Ninth-grader Prov Sudakov (“The Wood Grouse’s Nest”) experiences almost no such remorse; moreover, he believes that his parents are obliged to think about his future, fuss, run, “fulfill their parental duty.” It's disgusting, but not shameful. “It was a shame in your time,” he says to his father. “We are accustomed.” Prov is unlikely to be able to rush out of the “nest” into big life in order to look for “his point” in it. Firstly, he is skeptical about this very “big life” and its “heroes”, like the “great Ryazan resident Yegor”, with whom his father advises him to “make life”. However, he also does not spare irony towards his father, who has degenerated into an indifferent “grouse”. Secondly, the parental “nest” does not evoke in him, like Andrei Averin, active rejection and a desire to “not give a damn.” He willingly takes advantage of all this prosperity and does not reject the future prepared for him. He will enter the prestigious MIMO: “Father appoints him there... So what? Life takes on knurled forms. Time for stabilization... Father demands. He will be flattered,” he confidentially admits to classmate Zoya.

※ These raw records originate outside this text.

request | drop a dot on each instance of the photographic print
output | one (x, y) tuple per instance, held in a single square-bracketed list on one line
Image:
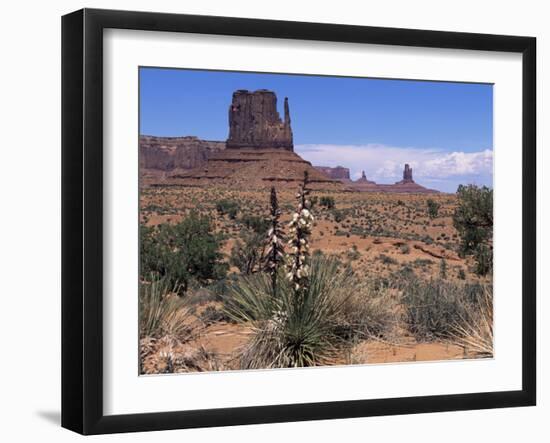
[(291, 221)]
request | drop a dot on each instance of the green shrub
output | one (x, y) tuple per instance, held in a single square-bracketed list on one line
[(182, 253), (443, 269), (338, 216), (160, 311), (386, 259), (327, 202), (473, 219), (227, 207), (405, 248), (247, 252), (257, 224)]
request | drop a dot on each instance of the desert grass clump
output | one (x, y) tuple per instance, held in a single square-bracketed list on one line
[(433, 308), (475, 331), (161, 312), (370, 309)]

The author’s focus in “Kabanchik” is the soul of 18-year-old Alexei Kashin, a “wounded wounded man”, on whose fragile shoulders fell the almost unbearable weight of insight, awareness of the evil among which he, without thinking, had lived until now. His father, a big boss, became the “hero” of a noisy trial about major thefts and bribes, and the world turned upside down for Alexey. He felt himself on the edge of an abyss. “...For all its visual modernity, in this case even topicality, “Boar,” says critic N. Krymova, “continues one of the eternal themes. This is a mirror reflection of one generation in another... Fathers and sons met eye to eye - and this moment is tragic.” We must give credit to the playwright for his subtle psychological analysis of the state of Alexei, a “mortally wounded creature.” His nervousness and harshness in response to any – good or evil – attempts to penetrate his soul, to reveal the reasons for his “mystery” and strangeness, betray an expressive focus on his pain, a feverish “scrolling” of the film of life. Even in the “Traditional Gathering,” the old teacher’s thought was heard in her address to all school graduates about everyone’s personal responsibility for their own destiny: “You used to think that all the shortcomings in life come from adults, but now it turns out that these adults are you yourself. So now you have no one to blame, ask yourself.”

Alexey, a tenth-grader who had not yet completed his studies, realized this at the moment of the catastrophe that occurred in his family. Torn between feeling pity for his father and condemning his own immaturity, he blames himself most of all: “Why didn’t I understand? I'm a developed person. I studied quite well... I didn’t understand anything. I didn’t even feel it in my subcortex. But he could. ( Almost screaming.) No, I couldn’t not know anything, not see! That means he was pressing inside himself, pushing him deep into himself, as if I didn’t know!.. How filthy a person is made. Well, what was the salary for our dacha here? And in the Caucasus!.. Everyone smiled at me all the time. I’m used to it, apparently...”

Ruthless introspection is not repentance in public, in a world where “even death is red.” Alexey, on the contrary, runs away from the “world”, leaning for the first time against the only person who understands him, his father’s former driver, Yurasha, who knew and loved him since childhood. But he also rushes away from him when he reveals his secret. He rushes between people and the “biblical abyss”, in a hurry to write about everything he knew and saw, in a hurry to “catch up”... It is no coincidence that he feels defeated by the Demon (“I am the one whom no one loves and curses everything that lives...”), ninety years old an old man, before whom an abyss has opened (“I’ll die soon anyway...”), and moreover, he expresses a conscious readiness for death: “No, I still won’t disappear, I will merge with nature.